Photographer Kirk Weddle was sent out by Fisher to a local pool to shoot the cover art after recruiting his friends baby to take part, for a fee of just $200. Geffen didn’t want to show Elden’s penis on the cover and tried their hardest to get Nirvana to agree on an alternative cover but getting the band to budge would be easier said than done. Cobain did eventually agree to not show Elden’s penis on the cover on the record but only on the condition that there would be a sticker covering the genitalia reading: “If you’re offended by this, you must be a closet paedophile.”

Nevermind was a special record,” the album’s producer Butch Vig recently fondly recollected to Far Out. “I mean, the band had been playing really well and they were really tight and focused when they came into the studio. Kurt had written a bunch of amazing songs that were super hooky but I had no idea it was gonna be a zeitgeist moment, it just completely exploded, it really was like a revolution. It completely changed my life for the better, everybody I know closely associated with the band will say the same thing. No one saw it coming but we’re all really thankful that we were along for the ride.”

Nobody expected Nevermind to be a hit, let alone an international sensation that would define an entire era. This included Elden’s parents who didn’t think twice about allowing their son’s private parts to be photographed for the album. It didn’t cross their minds for a moment that their son’s penis would feature on one of the most famous album sleeves in the history of music.

“Looking back, it feels kind of stupid doing interviews about it, because I had nothing to do with it, but a lot to do with it all at the same time,” the baby in question, Spencer Elden told TIME in 2016. “It’s a really weird feeling being a part of someone else’s momentum—being caught up in this wake of stuff.”

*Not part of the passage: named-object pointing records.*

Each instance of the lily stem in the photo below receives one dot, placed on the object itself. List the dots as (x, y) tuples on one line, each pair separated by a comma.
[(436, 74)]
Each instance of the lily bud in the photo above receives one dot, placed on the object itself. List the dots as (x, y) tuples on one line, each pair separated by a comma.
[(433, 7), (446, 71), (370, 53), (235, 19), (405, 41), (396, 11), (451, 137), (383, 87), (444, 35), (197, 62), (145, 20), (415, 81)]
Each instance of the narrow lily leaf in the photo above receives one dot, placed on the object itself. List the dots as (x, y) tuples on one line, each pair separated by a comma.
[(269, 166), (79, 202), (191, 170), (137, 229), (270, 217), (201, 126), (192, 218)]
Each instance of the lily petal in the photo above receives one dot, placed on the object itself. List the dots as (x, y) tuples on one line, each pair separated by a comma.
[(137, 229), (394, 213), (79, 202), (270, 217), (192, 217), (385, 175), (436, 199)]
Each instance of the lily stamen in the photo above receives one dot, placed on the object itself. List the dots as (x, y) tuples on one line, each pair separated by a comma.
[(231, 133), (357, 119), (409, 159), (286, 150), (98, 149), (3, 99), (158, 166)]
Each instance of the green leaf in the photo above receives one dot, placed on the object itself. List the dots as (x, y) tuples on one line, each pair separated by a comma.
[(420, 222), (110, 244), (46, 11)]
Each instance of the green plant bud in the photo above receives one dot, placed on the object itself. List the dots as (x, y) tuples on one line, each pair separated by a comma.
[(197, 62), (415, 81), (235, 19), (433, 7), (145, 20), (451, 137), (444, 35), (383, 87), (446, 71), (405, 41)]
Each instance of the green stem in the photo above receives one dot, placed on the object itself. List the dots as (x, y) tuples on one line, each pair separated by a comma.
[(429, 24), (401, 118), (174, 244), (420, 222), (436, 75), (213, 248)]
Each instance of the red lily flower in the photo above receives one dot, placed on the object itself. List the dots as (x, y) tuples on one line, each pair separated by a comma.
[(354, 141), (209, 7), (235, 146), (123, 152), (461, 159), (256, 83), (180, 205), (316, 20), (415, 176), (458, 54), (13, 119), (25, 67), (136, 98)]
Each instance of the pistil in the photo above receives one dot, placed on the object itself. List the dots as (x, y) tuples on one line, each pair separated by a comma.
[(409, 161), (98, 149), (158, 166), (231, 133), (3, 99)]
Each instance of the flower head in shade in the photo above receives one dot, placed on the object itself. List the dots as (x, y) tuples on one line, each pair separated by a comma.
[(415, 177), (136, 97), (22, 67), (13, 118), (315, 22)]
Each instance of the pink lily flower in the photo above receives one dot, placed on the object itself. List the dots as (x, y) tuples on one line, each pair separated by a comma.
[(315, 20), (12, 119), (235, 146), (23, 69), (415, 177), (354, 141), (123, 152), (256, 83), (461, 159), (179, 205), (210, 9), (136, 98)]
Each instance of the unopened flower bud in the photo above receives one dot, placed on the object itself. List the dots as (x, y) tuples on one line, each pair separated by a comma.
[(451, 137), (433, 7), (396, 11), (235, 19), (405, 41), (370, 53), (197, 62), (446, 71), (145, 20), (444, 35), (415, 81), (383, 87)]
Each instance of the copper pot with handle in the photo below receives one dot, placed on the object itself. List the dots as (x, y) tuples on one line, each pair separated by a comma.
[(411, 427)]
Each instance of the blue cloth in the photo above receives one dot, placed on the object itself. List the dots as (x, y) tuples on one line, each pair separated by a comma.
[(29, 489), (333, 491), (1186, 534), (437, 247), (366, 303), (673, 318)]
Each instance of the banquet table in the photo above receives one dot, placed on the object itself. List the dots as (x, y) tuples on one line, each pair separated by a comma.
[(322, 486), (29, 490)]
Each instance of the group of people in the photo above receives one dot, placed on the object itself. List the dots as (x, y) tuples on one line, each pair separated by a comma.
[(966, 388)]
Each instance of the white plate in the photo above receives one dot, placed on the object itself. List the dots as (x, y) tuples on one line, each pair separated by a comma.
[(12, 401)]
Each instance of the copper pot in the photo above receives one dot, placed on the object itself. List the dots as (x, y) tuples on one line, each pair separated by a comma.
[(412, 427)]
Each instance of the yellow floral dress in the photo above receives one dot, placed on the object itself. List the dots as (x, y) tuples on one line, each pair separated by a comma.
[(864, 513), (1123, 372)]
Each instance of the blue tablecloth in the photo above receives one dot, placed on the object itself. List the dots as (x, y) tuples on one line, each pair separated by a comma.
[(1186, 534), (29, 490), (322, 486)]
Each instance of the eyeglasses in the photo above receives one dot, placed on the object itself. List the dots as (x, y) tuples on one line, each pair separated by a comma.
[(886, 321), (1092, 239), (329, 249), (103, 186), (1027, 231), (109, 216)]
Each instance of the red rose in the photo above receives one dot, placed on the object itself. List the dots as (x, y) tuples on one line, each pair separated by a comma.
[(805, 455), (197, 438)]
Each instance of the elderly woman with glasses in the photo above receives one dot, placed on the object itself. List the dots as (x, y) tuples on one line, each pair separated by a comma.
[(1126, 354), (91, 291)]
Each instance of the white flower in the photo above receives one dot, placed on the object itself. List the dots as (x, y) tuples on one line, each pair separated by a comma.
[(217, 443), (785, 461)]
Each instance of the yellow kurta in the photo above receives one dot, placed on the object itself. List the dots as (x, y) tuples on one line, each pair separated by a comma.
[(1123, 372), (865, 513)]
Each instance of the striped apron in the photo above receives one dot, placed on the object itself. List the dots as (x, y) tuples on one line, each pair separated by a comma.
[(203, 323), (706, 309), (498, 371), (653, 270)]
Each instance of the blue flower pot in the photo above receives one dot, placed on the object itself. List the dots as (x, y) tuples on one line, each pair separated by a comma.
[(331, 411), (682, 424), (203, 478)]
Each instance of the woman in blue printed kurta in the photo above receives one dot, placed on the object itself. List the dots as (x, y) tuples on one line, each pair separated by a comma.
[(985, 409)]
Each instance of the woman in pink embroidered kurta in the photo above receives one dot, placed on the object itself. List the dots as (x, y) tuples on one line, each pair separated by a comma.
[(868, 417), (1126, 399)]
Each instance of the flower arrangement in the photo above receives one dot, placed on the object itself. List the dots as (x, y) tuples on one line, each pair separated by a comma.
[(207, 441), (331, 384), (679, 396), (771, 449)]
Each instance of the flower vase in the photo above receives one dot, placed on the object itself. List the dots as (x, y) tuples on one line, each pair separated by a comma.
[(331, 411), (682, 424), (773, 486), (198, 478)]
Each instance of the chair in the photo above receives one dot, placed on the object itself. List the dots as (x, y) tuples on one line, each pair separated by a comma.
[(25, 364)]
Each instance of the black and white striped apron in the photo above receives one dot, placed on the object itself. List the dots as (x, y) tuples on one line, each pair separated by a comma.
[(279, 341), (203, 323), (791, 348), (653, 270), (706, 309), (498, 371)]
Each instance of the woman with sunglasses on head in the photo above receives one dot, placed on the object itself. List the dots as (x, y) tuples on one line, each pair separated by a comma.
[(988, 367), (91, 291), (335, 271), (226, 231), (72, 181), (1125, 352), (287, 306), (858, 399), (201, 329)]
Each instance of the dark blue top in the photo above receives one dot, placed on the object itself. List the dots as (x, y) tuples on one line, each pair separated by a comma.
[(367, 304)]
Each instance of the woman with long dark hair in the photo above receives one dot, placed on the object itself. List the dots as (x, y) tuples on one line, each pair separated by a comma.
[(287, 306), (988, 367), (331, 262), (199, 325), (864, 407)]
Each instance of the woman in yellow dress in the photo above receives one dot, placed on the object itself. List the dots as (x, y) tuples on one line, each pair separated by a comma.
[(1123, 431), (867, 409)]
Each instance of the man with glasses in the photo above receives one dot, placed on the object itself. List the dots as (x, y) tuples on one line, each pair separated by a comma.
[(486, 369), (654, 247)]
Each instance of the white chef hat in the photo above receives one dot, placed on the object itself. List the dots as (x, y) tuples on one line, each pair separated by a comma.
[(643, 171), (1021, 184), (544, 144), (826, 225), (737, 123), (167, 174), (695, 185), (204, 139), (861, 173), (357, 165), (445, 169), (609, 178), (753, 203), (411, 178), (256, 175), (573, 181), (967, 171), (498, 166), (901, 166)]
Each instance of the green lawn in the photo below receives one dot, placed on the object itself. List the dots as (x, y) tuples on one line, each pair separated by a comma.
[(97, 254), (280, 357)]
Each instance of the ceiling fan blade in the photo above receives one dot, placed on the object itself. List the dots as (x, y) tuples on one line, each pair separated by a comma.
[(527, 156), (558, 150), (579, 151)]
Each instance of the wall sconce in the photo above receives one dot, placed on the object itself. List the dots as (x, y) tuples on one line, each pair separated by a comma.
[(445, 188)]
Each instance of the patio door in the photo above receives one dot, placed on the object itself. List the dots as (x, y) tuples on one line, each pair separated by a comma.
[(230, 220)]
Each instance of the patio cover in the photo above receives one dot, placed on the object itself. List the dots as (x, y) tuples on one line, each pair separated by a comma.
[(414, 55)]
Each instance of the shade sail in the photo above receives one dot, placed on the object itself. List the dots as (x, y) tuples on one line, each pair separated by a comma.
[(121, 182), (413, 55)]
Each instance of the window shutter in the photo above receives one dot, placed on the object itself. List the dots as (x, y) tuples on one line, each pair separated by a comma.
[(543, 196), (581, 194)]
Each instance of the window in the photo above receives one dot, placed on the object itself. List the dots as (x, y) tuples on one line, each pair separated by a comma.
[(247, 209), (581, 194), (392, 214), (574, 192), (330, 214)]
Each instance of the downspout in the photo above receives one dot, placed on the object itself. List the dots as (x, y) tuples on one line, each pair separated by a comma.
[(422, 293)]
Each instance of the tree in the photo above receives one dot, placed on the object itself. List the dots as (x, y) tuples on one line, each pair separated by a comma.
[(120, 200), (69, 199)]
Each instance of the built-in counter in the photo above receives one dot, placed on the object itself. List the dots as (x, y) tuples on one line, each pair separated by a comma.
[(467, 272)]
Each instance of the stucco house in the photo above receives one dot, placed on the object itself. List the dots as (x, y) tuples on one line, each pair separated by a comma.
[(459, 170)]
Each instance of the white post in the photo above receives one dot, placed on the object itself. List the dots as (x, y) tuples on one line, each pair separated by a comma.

As a way to come to terms with the incident, Elden has a sprawling Nevermind tattooed across his chest but he’s still realising his iconic role in musical history which he had, by and large, nothing to do with. “I got a little upset for a bit,” he added to TIME. “I was trying to reach out to these people. I never met anybody. I didn’t get a call or email. I just woke up already being a part of this huge project. It’s pretty difficult—you feel like you’re famous for nothing, but you didn’t really do anything but their album.”

The album cover is a stroke of genius. It perfectly sums up the societal expectation to spend your entire life chasing money from the moment you come out of the womb, all the way up until the day that you end up in the casket. It was a theme that ran throughout the band’s work and the cover, therefore, acts as an extension of the LP it contains.

However, Elden’s story is the darker side of Nevermind and how he’s lived his whole life struggling to come to terms with his unearned place in musical history. He never asked to be on the cover of one of the most seminal records of all time and now, for the rest of his life, he’s best known for something that had nothing to do with him and faced with an almost impossible task in shaking off this tag.